L'Europa sottovalutò il rischio pandemia tre giorni prima che esplodesse il caso di Codogno: emerge dal documento finale della riunione dei delegati del Centro europeo per il controllo e la prevenzione delle malattie (Ecdc) che si svolse in Svezia il 18-19 febbraio, visionato dai quotidiani 'Repubblica' e lo spagnolo 'El País'.
In quel documento cui la diffusione del Covid 19 nel continente viene reputata "sotto controllo" e occupa solo 20 dei 130 punti conclusivi. Meno di 72 ore dopo, sarebbe stato ricoverato il paziente uno di Codogno.
I rischi per la popolazione europea vengono considerati bassi e tutte le proposte d'intervento vengono posticipate di due o tre settimane dopo. Austria e Slovacchia - scrive 'El Paìs' - sottolineano l'inconveniente di generare paura tra la popolazione e il direttore spagnolo delle emergenze sanitarie, Fernando Simon, mette in guardia dal rischio di "stigmatizzare" coloro che sono sottoposti a test diagnostici.
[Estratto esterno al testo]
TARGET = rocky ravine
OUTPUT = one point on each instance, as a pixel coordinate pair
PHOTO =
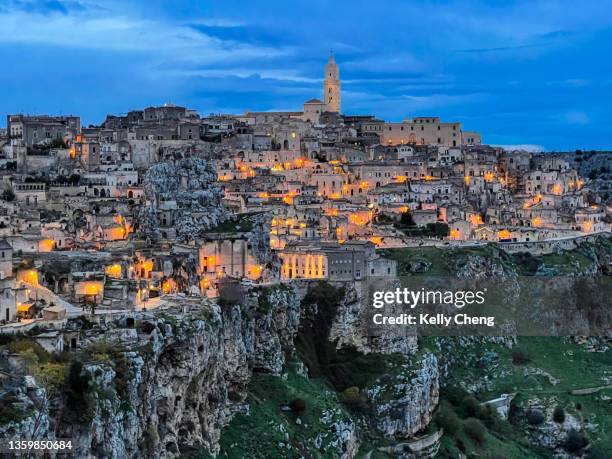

Il virus si stava già diffondendo in tutta Europa, ma i sistemi sanitari non lo avevano rilevato. Il motivo è che la diagnosi era strettamente legata ai viaggi a Wuhan. "Nessuna persona con sintomi viene testata. Nemmeno i pazienti ricoverati in terapia intensiva con polmonite di origine sconosciuta", scrive El Paìs.
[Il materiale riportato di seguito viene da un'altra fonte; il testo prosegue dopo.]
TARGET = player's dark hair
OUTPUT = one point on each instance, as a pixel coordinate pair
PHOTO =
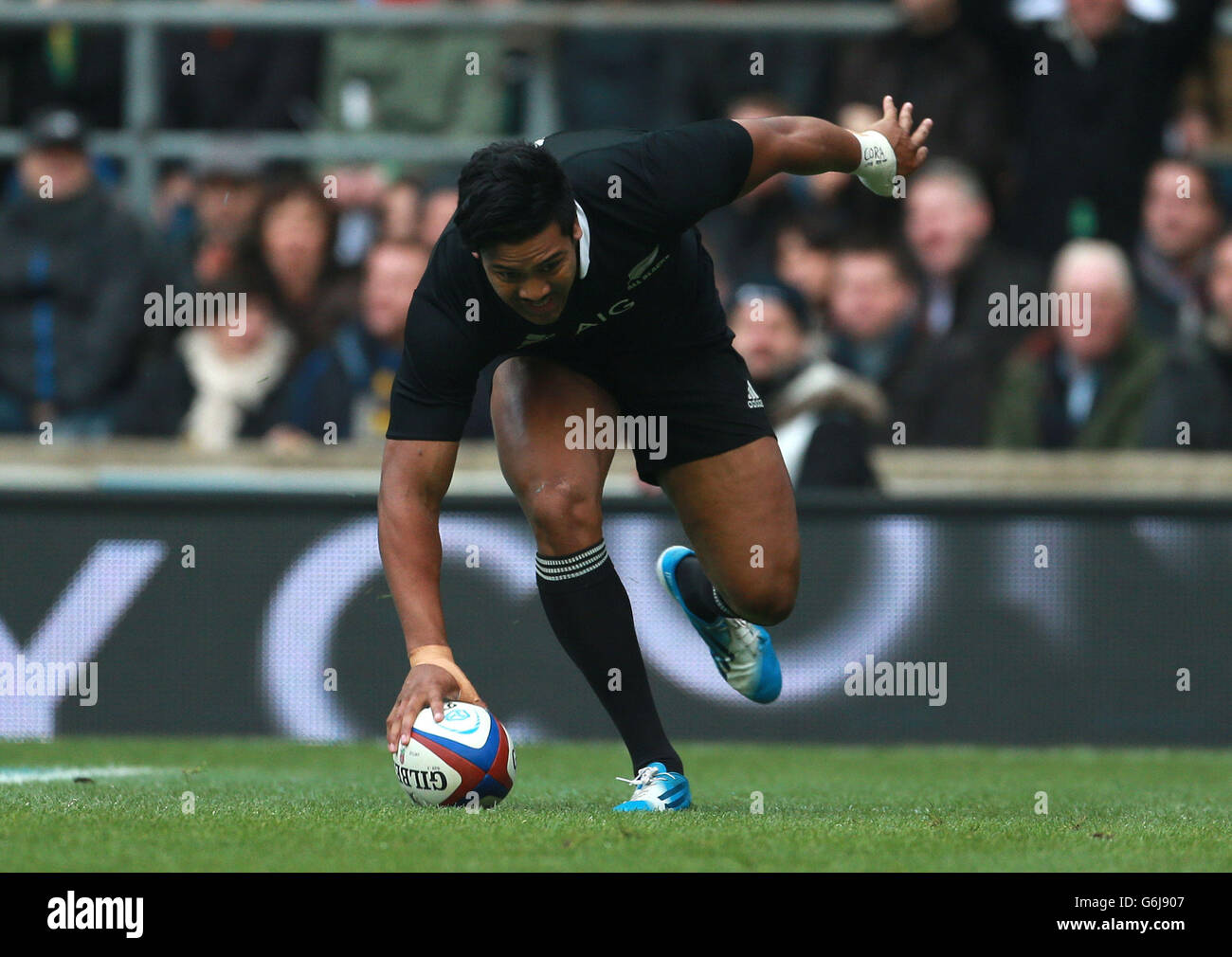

Unica voce fuori dal coro allora è il rappresentante danese. "È importante sapere dove e quando cercare il virus", afferma, riferendosi ai Paesi con più risorse per testare. "Ad esempio, in un caso di polmonite grave sarebbe logico cercare il virus", spiega.
Il rappresentante dei Paesi Bassi ha spiegato invece in quella occasione di aver incaricato un gruppo di medici di raccogliere "campioni di sentinella" da analizzare. Il rappresentante danese ha chiesto di essere "proattivi" e di "preparati" ai contagi in paesi come il Giappone e il Vietnam. La verità, tuttavia, è che i criteri non vengono rivisti fino al 25 febbraio, quattro giorni dopo i primi due decessi in Italia.